Hebrews 6:7, 8
For the earth which drinketh in the rain that cometh oft upon it, and bringeth forth herbs meet for them by whom it is dressed, receiveth blessing from God:
But that which beareth thorns and briers is rejected, and is nigh unto cursing; whose end is to be burned.
Right after giving that difficult warning, the writer does something helpful.
He gives a picture.
A farming picture everyone in that day would understand.
Rain falls on the earth again and again. The same rain falls on every field. The clouds do not choose one plot of land and skip the other. The water falls on both.
But the results are very different.
One field receives the rain and produces herbs—good plants, useful crops, something that blesses the farmer and feeds people.
Another field receives the exact same rain, but all that grows are thorns and briars.
See that.
The difference is not the rain.
The difference is the soil.
The rain in this illustration represents the Word of God and the message of salvation. It falls again and again. Sermons are preached. Scripture is read. Truth is heard.
And for some people, that message is life.
When they hear that salvation is based completely on the finished work of the Cross, something inside them relaxes. They realize they don’t have to earn their way to God. They simply receive what Christ has already done.
Grace produces life.
But there are others who hear the same message and resist it. They insist on returning to a system of works. They want to measure themselves by their own effort, their own goodness, their own religious activity.
And the result is thorns.
Because the human heart was never designed to grow righteousness through self-effort. The harder someone tries to produce spiritual life through works, the more frustration and emptiness grows.

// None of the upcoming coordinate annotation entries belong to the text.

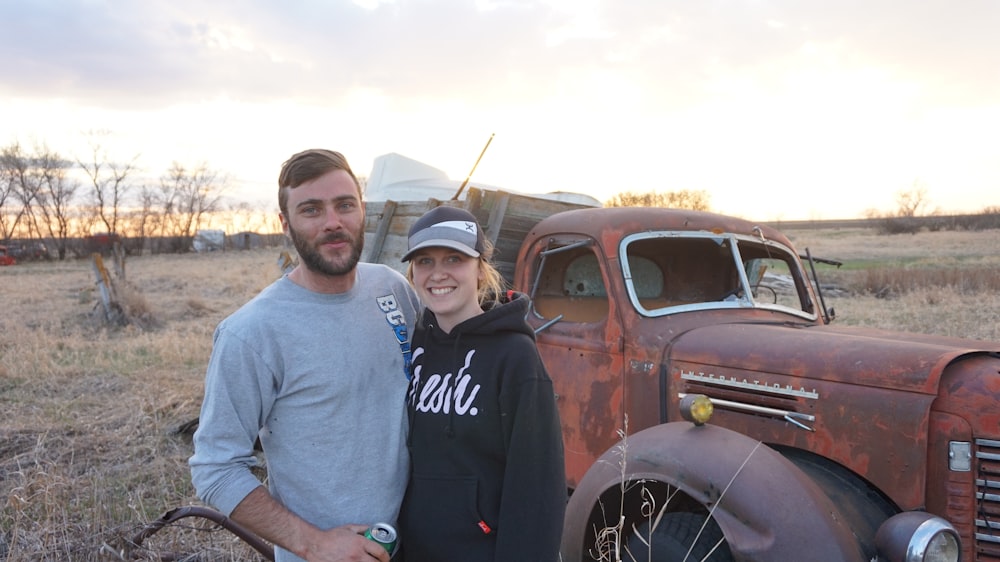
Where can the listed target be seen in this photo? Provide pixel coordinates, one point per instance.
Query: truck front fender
(768, 509)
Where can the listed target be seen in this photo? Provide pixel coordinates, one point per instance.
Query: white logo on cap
(465, 226)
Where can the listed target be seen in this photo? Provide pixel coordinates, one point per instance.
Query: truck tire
(673, 537)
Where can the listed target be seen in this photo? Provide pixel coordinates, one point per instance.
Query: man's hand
(267, 518)
(344, 544)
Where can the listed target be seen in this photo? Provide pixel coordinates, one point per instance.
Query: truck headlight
(914, 536)
(696, 408)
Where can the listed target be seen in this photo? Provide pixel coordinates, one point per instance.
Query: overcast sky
(783, 109)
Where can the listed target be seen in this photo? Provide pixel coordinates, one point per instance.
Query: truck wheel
(673, 537)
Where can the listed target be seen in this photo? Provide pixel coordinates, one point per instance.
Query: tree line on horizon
(45, 196)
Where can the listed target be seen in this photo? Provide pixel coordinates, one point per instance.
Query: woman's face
(447, 282)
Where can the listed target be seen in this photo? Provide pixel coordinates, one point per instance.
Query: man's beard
(315, 262)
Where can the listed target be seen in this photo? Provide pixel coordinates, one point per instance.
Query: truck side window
(572, 285)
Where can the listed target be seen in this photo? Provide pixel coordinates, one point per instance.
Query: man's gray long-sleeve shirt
(321, 379)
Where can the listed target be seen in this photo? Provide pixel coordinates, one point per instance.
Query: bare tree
(696, 200)
(54, 196)
(911, 202)
(188, 197)
(17, 194)
(109, 182)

It’s like trying to grow vegetables in soil that refuses to receive the seed.
Think about a garden after a good rain.
Two patches of ground sit side by side. The rain falls equally on both. Yet in one patch, green shoots begin to appear. Life pushes up through the soil.
In the other patch, weeds spring up everywhere.
The rain was the same.
But the soil responded differently.
That is what the writer of Hebrews is saying.
The message of Christ will either soften a heart or expose what is already growing there. For those who receive the grace of God, the Word produces life and blessing.
For those who reject grace and insist on their own way, the same Word reveals thorns.
The rain is good.
The question is what kind of ground receives it.